Lucent's 112 million shares were initially priced at $27 each, making the total offering worth $3.02 billion. Lucent's stock reached $32 in the morning but drifted lower through the day to close at $30.621/2. It was the most active issue on the New York Stock Exchange. AT&T stock closed down $1.25 to $62.871/2, also on NYSE.

``It's very impressive that a deal of this size could take place without really hurting the rest of the market for new stocks,'' said Ryan Jacob, director of research at IPO Value Monitor. ``It's a testament to how strong the market is right now.''

The previous largest IPO was Allstate Corp., the insurance company spun off from Sears, Roebuck & Co. in a $2.1 billion stock offering three years ago.

Lucent accounted for $21.4 billion of AT&T Corp.'s $79.6 billion in revenue last year. It emerges as one of the nation's 50 largest industrial companies and the second-largest communications manufacturer after Motorola Inc. It also is the dominant manufacturer of telephones and network switches in the United States.

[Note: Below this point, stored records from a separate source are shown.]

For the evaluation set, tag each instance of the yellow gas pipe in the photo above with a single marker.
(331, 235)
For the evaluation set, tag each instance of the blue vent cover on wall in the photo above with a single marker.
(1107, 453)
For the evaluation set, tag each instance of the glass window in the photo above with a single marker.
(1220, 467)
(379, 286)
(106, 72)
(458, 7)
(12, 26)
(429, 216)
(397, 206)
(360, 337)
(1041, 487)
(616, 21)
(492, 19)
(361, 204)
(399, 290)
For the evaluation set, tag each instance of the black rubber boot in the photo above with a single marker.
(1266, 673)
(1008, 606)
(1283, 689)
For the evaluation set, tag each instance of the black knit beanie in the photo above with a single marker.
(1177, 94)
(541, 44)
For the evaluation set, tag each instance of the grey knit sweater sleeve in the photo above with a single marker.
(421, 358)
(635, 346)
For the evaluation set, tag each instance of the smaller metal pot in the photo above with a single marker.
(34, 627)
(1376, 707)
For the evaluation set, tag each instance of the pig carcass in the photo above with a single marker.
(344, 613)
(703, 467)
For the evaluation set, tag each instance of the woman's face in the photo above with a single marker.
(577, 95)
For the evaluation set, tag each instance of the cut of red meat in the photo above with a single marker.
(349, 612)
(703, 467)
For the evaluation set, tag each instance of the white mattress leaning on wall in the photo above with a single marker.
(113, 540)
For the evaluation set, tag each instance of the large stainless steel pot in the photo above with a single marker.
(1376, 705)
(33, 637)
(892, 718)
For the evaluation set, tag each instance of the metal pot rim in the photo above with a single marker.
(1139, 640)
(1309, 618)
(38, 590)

The break is the first of two to occur this year at AT&T. The company plans to also spin off its $8 billion computer manufacturing business, NCR Corp.

AT&T has said it would cut 40,000 jobs during the breakup. About 22,000 of those are in Lucent's operations, which also include computer chip manufacturing and the illustrious Bell Laboratories.

The company's underwriters, led by Morgan Stanley and Goldman Sachs, had not been expected to take it public until next week. But interest in the stock was heavy with institutional buyers lined up four to five deep for each share.

Just over half of Lucent's revenue comes from selling telephone network switches and about one-fourth is equipment used by companies for internal phone systems.

Freed from AT&T, Lucent will be able to do business with competitors of AT&T's long distance and wireless services. It has already made an arrangement with Sprint, the No. 3 long distance company, to provide equipment for its wireless business.

``Switching is really what this company is about and now that they're being pried away from AT&T, they can start selling switches to AT&T's competitors,'' said William Smith, analyst at Renaissance Capital, a money management research firm in Greenwich, Conn.

In its prospectus, Lucent said it expects to lose $100 million during the first six months of the year, including $60 million in charges related to the spinoff. If Lucent had been independent a year ago, it would have shown a loss of $22 million in the first quarter and a profit of $159 million in the second quarter.